There’s often a direct correlation between extreme talent and “eccentricity”. Extremely talented people are abnormal, and many of their other attributes tend to be extreme and abnormal as well. They can often be disruptive, arrogant and asocial. They can wreck team chemistry.
Then just avoid them, you say quite reasonably. Well, I say you may need at least a few of these people. Babe Ruth and George Patton were high-maintenance employees and most certainly burned bridges along their way to success. But a championship team needs stars and sometimes those stars can be assholes.
The key is to decide ahead of time how much pure talent you need and how much cost in negative karma and culture you can afford. These are hard choices.
Can you really outlaw assholes? Even if you don’t hire any you may inherit one or someone may evolve into one or someone may fluctuate with the bad side at the worst possible moment. Try to keep them out, but one way or another, you’ll definitely have some despite your best efforts.
Some problems can only be fixed by an extremely talented person. There are never enough of these to go around. And many or most come with heavy baggage. Sometimes it pays to get an ego coach for the ones you need badly enough.
Your job as a leader is to win.
That often means getting the critical work out of all your stars while protecting the other team members from the negativity a star jerk often brings.
What will you tolerate? Where exactly is the firing line?
Have measures in mind to keep the assholes behind that line. Contain the damage if you can.
As a leader, I’ve:
- Hired a therapist to explain to the asshole how their behavior is hurting them and the team, and to sketch out a path to transformation.
- Had very direct conversations with other team members about how much we need that particular person right now, and how to work successfully with them.
- Administered severe public reprimands.
The bottom line is we do what we have to do to ship the product. And sometimes that involves putting up with assholes. Sometimes you get to fire them, but sometimes you have to suck it up and work around them.
That’s my two cents.
Never let an asshole run roughshod over less talented team members who are trying just as hard. This is one of the cases where I have used public reprimanding; it’s seriously bad.

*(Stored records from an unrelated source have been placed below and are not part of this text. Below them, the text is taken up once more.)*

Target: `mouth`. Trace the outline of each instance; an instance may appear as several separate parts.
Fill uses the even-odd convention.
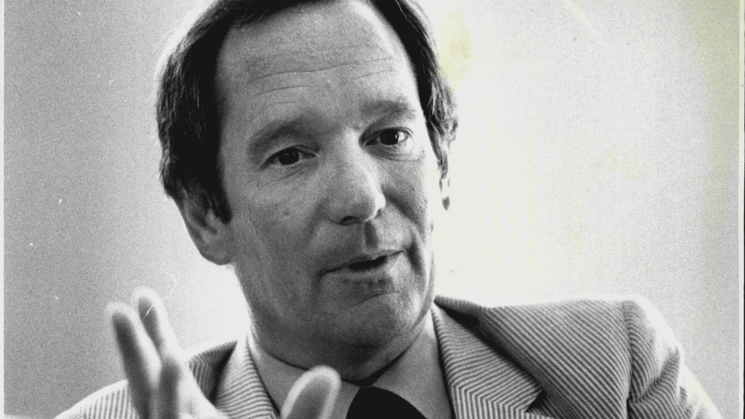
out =
[[[326,271],[326,274],[363,278],[370,275],[379,276],[387,272],[399,259],[401,251],[361,255],[346,260]]]
[[[386,255],[377,257],[371,260],[355,262],[353,263],[349,264],[346,266],[346,268],[352,271],[364,271],[365,269],[372,269],[385,263],[385,259],[387,259],[387,257],[388,256]]]

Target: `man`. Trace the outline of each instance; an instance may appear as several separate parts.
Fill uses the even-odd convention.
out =
[[[422,19],[403,0],[197,18],[161,72],[162,177],[250,331],[189,369],[156,296],[115,306],[129,384],[63,417],[717,416],[643,303],[433,303],[457,120]]]

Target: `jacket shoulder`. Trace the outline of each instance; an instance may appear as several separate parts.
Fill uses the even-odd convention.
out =
[[[218,384],[220,374],[236,341],[200,346],[186,353],[191,370],[202,392],[211,396]],[[56,419],[137,419],[132,404],[130,390],[126,380],[112,384],[92,393]]]
[[[595,295],[485,307],[440,299],[574,417],[719,418],[644,298]]]

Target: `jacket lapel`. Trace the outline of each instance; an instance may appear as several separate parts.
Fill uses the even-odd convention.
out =
[[[450,306],[457,315],[451,301],[438,297],[436,303],[432,317],[456,419],[546,418],[527,412],[541,392],[537,382],[482,340],[467,321],[459,323],[438,306]],[[474,318],[465,320],[477,324]]]
[[[213,403],[230,419],[276,419],[276,410],[251,358],[246,336],[238,339],[215,390]]]

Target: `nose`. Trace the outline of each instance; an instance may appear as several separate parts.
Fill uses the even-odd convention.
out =
[[[334,159],[327,180],[327,208],[332,221],[350,225],[370,221],[385,207],[379,173],[364,152]]]

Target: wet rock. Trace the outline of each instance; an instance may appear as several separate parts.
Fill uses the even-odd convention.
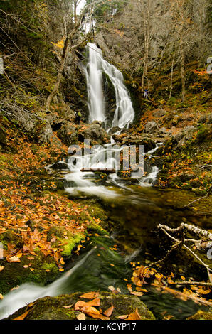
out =
[[[201,117],[198,119],[198,123],[206,123],[206,115],[201,115]]]
[[[16,233],[14,230],[8,230],[2,233],[0,237],[0,241],[5,244],[10,243],[16,246],[16,248],[22,248],[24,242],[22,237]]]
[[[60,170],[68,171],[69,170],[67,163],[63,161],[56,162],[55,163],[51,165],[49,168],[51,169],[53,169],[54,171],[60,171]]]
[[[204,312],[200,310],[194,316],[188,318],[187,320],[212,320],[212,312]]]
[[[162,116],[164,116],[166,114],[167,112],[166,112],[166,110],[164,110],[163,109],[161,109],[161,110],[157,110],[157,112],[154,112],[153,113],[155,117],[161,117]]]
[[[184,136],[184,131],[181,131],[179,132],[178,134],[172,136],[172,138],[174,141],[176,141],[177,143],[183,138]]]
[[[28,308],[25,306],[7,319],[14,319],[26,310],[29,312],[25,318],[26,320],[76,320],[77,316],[80,313],[75,311],[74,305],[80,300],[89,301],[80,297],[83,293],[78,292],[70,295],[63,295],[58,297],[44,297],[38,299]],[[114,311],[110,316],[110,320],[117,320],[117,317],[122,315],[129,315],[134,313],[137,308],[141,320],[154,320],[154,316],[147,308],[146,305],[136,296],[115,294],[110,292],[100,292],[98,298],[100,299],[100,308],[103,311],[107,310],[112,305]],[[73,305],[72,307],[65,308],[64,306]],[[98,308],[97,306],[96,308]],[[93,320],[93,318],[86,315],[86,320]]]
[[[0,126],[0,145],[3,147],[6,145],[6,134],[1,126]]]
[[[187,126],[184,129],[184,131],[185,139],[187,139],[187,140],[192,139],[193,134],[194,134],[195,131],[196,131],[196,129],[192,125],[190,125],[189,126]]]
[[[89,139],[92,145],[97,143],[101,145],[107,143],[110,140],[110,136],[102,127],[101,122],[97,121],[93,122],[83,130],[79,131],[80,141],[83,141],[84,139]]]
[[[212,114],[209,114],[207,117],[207,124],[211,124],[212,123]]]
[[[78,131],[75,124],[73,123],[70,122],[63,122],[57,134],[63,143],[68,146],[78,143]]]
[[[148,122],[148,123],[147,123],[144,126],[144,131],[149,134],[153,134],[156,132],[157,128],[158,126],[155,122]]]
[[[162,127],[162,128],[160,128],[159,130],[158,130],[158,134],[166,134],[166,129],[164,128],[164,127]]]

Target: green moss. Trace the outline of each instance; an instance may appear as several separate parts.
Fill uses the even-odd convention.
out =
[[[21,262],[9,263],[4,259],[0,260],[0,265],[4,266],[0,273],[0,293],[4,295],[23,283],[33,282],[44,286],[58,278],[60,271],[53,257],[45,257],[41,252],[33,257],[29,259],[28,256],[23,256]],[[29,266],[24,268],[26,265]]]
[[[31,308],[26,316],[26,320],[74,320],[76,319],[78,311],[74,308],[75,303],[79,300],[82,293],[80,292],[70,295],[63,295],[58,297],[44,297],[38,299]],[[104,311],[112,305],[114,306],[114,311],[110,316],[111,320],[117,320],[117,317],[124,314],[129,314],[135,311],[136,308],[141,316],[142,320],[154,320],[154,316],[149,311],[146,305],[135,296],[114,294],[110,292],[100,292],[100,308]],[[88,300],[85,301],[88,301]],[[64,306],[73,305],[70,308],[64,308]],[[14,319],[26,312],[28,306],[25,306],[12,316],[9,319]],[[93,320],[92,318],[86,316],[87,320]]]
[[[63,242],[63,250],[62,255],[64,257],[70,257],[73,249],[76,245],[83,239],[85,236],[81,233],[77,233],[75,235],[68,235],[68,239],[60,239],[60,241]],[[65,241],[65,242],[64,242]]]
[[[203,312],[200,310],[187,320],[212,320],[212,312]]]

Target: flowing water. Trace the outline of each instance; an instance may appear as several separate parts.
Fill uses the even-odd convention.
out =
[[[127,128],[133,122],[134,112],[122,72],[103,58],[102,50],[95,44],[89,43],[87,48],[89,53],[86,79],[90,121],[101,121],[107,125],[102,90],[102,73],[105,73],[112,82],[115,92],[116,109],[112,126]]]
[[[133,121],[134,112],[122,73],[104,60],[101,50],[95,44],[88,43],[87,48],[89,61],[86,77],[90,122],[99,120],[107,126],[102,85],[102,75],[105,72],[114,85],[117,102],[114,119],[112,124],[107,125],[107,129],[110,126],[120,129],[128,127]],[[101,201],[108,219],[113,224],[111,237],[91,237],[80,255],[67,265],[66,272],[47,286],[27,283],[9,293],[0,302],[0,318],[45,296],[109,291],[110,286],[119,288],[122,293],[129,293],[124,279],[130,281],[129,262],[153,261],[158,259],[163,248],[158,234],[154,232],[158,223],[166,222],[174,226],[185,215],[186,216],[186,212],[179,210],[177,206],[179,203],[179,207],[186,204],[187,193],[157,190],[152,187],[159,172],[157,166],[147,166],[149,173],[137,179],[123,178],[117,171],[112,171],[102,181],[98,172],[82,171],[88,164],[92,170],[108,169],[110,166],[112,170],[115,168],[116,160],[113,153],[119,149],[114,149],[113,144],[112,141],[104,147],[93,149],[91,154],[70,156],[68,161],[70,171],[64,176],[65,190],[70,198],[75,197],[85,200],[85,198],[95,198]],[[158,143],[155,149],[147,152],[149,159],[159,145]],[[105,163],[104,156],[107,154],[110,158]],[[112,248],[117,243],[120,250],[115,252]],[[190,264],[185,262],[184,266],[180,268],[181,272],[191,274]],[[174,270],[171,264],[169,269]],[[186,318],[199,308],[199,306],[191,301],[184,302],[153,289],[142,299],[159,318],[162,318],[161,314],[166,311],[178,319]]]

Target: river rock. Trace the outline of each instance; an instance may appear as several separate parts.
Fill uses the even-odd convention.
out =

Once one of my stars (aka an asshole) went after another VP at a weekly meeting. Instead of waiting to reprimand him after the meeting, I told him we “would not have it”. Voice louder and deeper than usual, direct eye contact, palms flat on the table.
“Do you understand?”, I asked. “Yes.”, he replied.
“Are you completely and totally 100% sure you understand?”, I said. Again, he replied “Yes.”.
This went down in front of the entire group. It was uncomfortable for everyone, it was theater, and it was effective. Afterwards I asked him if I’d been too rough, and he said, “No, I acted like a child and you treated me like a child.”.
So, yes, sometimes you do need assholes on the team. They can be excellent contributors. But keep a sharp eye on them and don’t be afraid to put them back in their place when they need it.